Posted by Peter Robinson on 28th July 2016
To my baby sister Paula and my beautiful niece Tess: Addison leaves with us a lasting legacy -- the love and dedication you both bestowed on him during his long and super-courageous battle speaks volumes about his life.
Posted by Connie Reid on 28th July 2016
In my idealized afterlife, Chip is now adventuring with Saul Bellow’s antihero Augie March— “an impulsively active, irresistibly charming and resolutely free-spirited man, who sets off in search of reality, fulfillment, and most importantly, love.” When I met Chip in 1968, he had fallen fast and hard for Augie, and then with countless literary characters who became his life’s preoccupation. We mere humans were no match for Sherlock Holmes, Herzog, Easy Rawlins, Lolita, the Ginger man, Leopold Boom… I grieve with all of you who rode shotgun as Chip drove headlong in his quest for a meaningful existence.

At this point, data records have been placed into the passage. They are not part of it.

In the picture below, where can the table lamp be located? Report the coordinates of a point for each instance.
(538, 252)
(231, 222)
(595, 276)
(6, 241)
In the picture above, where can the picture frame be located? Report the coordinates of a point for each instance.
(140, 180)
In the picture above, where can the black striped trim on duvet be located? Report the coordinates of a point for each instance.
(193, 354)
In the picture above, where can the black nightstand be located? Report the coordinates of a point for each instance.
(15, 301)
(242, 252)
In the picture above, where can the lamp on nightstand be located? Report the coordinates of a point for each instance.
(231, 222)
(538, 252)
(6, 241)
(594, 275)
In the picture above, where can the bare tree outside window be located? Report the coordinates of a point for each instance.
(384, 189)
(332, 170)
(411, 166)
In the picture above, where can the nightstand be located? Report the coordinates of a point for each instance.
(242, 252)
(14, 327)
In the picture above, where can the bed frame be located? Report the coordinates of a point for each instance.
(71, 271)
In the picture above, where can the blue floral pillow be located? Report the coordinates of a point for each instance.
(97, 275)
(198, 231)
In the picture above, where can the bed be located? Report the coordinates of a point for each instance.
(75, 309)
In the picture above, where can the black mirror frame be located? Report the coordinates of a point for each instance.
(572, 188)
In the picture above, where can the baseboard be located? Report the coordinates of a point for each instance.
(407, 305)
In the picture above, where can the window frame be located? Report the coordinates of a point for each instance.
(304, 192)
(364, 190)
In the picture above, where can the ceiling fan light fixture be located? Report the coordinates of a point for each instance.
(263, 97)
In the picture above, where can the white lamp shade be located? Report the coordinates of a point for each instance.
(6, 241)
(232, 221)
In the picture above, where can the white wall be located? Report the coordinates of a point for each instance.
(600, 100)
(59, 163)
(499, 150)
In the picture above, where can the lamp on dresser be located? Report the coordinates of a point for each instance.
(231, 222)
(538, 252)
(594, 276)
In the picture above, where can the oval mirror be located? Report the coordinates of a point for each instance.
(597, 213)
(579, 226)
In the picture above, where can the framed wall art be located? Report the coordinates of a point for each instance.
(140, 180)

It could be exhausting, make no mistake; it could be thrilling. He refused to use a map.
Posted by Lucinda Leach on 28th July 2016
As a teacher, school advisor and big fan of Tess, I had many chances to see Addison's deep devotion and admiration for her. His strong interest in, and generosity of spirit toward our school made him an important part of the Edmund Burke community. My heart and thoughts are with Tess and Paula.
Posted by Athan Manuel on 28th July 2016
Everlasting be his memory.
Posted by Liz Pierotti on 28th July 2016
Sending love to the Greenwood Family "Now cracks a noble heart. Good night sweet prince: And flights of angels sing thee to thy rest!" Liz Pierotti and Iku Kawashita
Posted by Cozette Witt on 28th July 2016
Aaah, Addison, you now know the great mystery on the other side of the veil! Wishing you could tell us all about the next adventure! Free and open with your thoughts and ideas, you relished knowing others in the same manner. Thank you
Posted by Chris Dematatis on 28th July 2016
I'm a classmate and friend of Nocky. I met Chip many times on my visits to DC and he and Vince once visited me when I lived in New Hampshire. I haven't seen him in years, but I have vivid memories of our conversations. What I most remember is my brain waking up when I spoke to Chip. His energy and excitement about Ideas always grabbed me and seemed to awaken my intellect. I felt smarter around Chip. While he was a peer and not a teacher, my own excitement about ideas and life sparked as they would with a great teacher. Rest in peace, Chip.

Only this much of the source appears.